SeqAn provides iterators that make it possible to traverse the enhanced suffix array like a suffix tree in a bottom-up fashion. This is illustrated in Additional File 1: Listing 2. The iterator it visits each node u in the generalized suffix tree. To find a MUM u, it suffices to test whether u occurs exactly 2 times (line 16), at most once in each sequence (line 18), and cannot be extended to the left (line 19) (see Chapt. 3.4, [43]). If the length of the representative string of u is also at least 20 (line 17) we report the position and length of the MUM u (lines 26–31). Assuming a computational biologist is not all too interested in these algorithmic details but in performance and a simple interface, SeqAn provides specialized iterators to get all MUMs (Additional File 1: Listing 3), maximal or supermaximal repeats, or MultiMEMs [43]). Since performance is a crucial issue in any kind of sequence analysis task, we compared our code example with the latest MUMmer release [8] and Multimat of the MGA distribution [9]. To the best of our knowledge these are the only tools to find MUMs. None of the libraries introduced in chapter support generalized suffix trees or even algorithms on suffix trees, like those to find MUMs. Our testset consisted of various bacteria strains and vertebrate chromosomes.

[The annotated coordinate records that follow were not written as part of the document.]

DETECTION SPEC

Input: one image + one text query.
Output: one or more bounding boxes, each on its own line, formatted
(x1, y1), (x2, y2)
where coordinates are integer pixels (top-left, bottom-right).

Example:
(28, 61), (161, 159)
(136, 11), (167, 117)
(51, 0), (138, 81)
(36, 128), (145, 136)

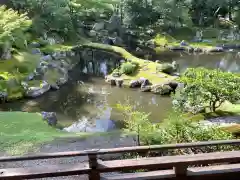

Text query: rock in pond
(29, 42), (41, 48)
(138, 77), (151, 88)
(32, 48), (42, 55)
(141, 86), (152, 92)
(25, 81), (51, 98)
(0, 92), (8, 101)
(206, 47), (224, 53)
(40, 55), (52, 61)
(151, 84), (173, 95)
(129, 80), (141, 88)
(41, 112), (57, 126)
(115, 78), (123, 87)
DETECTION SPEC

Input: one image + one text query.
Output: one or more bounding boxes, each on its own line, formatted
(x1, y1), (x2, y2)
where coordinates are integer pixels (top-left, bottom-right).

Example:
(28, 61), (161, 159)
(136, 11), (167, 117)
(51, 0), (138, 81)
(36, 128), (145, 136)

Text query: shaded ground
(0, 133), (135, 180)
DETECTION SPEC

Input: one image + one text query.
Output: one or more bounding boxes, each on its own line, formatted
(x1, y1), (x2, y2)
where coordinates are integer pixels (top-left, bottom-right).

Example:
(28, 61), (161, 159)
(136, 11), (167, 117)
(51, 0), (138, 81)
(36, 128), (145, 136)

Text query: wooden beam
(0, 163), (90, 180)
(99, 151), (240, 172)
(0, 139), (240, 162)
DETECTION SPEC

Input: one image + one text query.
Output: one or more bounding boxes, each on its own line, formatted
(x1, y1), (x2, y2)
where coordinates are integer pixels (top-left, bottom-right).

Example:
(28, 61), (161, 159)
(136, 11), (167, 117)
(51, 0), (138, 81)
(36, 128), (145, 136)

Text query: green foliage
(120, 62), (138, 75)
(0, 6), (31, 48)
(175, 68), (240, 111)
(11, 0), (115, 40)
(117, 104), (234, 150)
(156, 63), (176, 74)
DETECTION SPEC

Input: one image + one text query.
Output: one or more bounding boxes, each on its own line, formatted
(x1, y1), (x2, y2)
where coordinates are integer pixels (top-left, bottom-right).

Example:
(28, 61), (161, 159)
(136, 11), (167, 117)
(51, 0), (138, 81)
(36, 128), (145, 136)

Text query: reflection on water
(0, 53), (240, 132)
(0, 63), (171, 131)
(173, 52), (240, 72)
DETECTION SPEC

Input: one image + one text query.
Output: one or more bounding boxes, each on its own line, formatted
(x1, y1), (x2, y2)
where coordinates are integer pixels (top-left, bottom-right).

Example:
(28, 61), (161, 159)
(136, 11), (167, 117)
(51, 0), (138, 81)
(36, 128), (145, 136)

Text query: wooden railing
(0, 140), (240, 180)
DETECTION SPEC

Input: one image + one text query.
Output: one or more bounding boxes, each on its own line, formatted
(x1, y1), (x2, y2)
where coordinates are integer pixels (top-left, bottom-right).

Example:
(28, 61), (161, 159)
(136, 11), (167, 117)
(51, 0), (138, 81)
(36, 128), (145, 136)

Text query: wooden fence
(0, 139), (240, 180)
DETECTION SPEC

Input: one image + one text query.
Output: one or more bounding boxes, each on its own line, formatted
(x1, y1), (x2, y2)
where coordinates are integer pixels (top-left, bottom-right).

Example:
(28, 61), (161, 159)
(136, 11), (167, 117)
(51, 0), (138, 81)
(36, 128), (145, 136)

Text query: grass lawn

Table 2 readily reveals that MUMmer is about twice as fast as SeqAn on the 2 sequence datasets and that it uses only half of the space. This is, however, not suprising because MUMmer's index represents only one sequence whereas the generalized suffix tree implemented in SeqAn builds an index over all sequences. But in contrast to SeqAn and MGA, MUMmer is not able to find real MUMs between more than 2 sequences. Similar to SeqAn, MGA also constructs a generalized suffix tree of all sequences and its memory consumption is approximately equal to SeqAn's. However, SeqAn outperforms MGA on all datasets and surprisingly, MGA even takes more than 1 hour on the E. coli strains.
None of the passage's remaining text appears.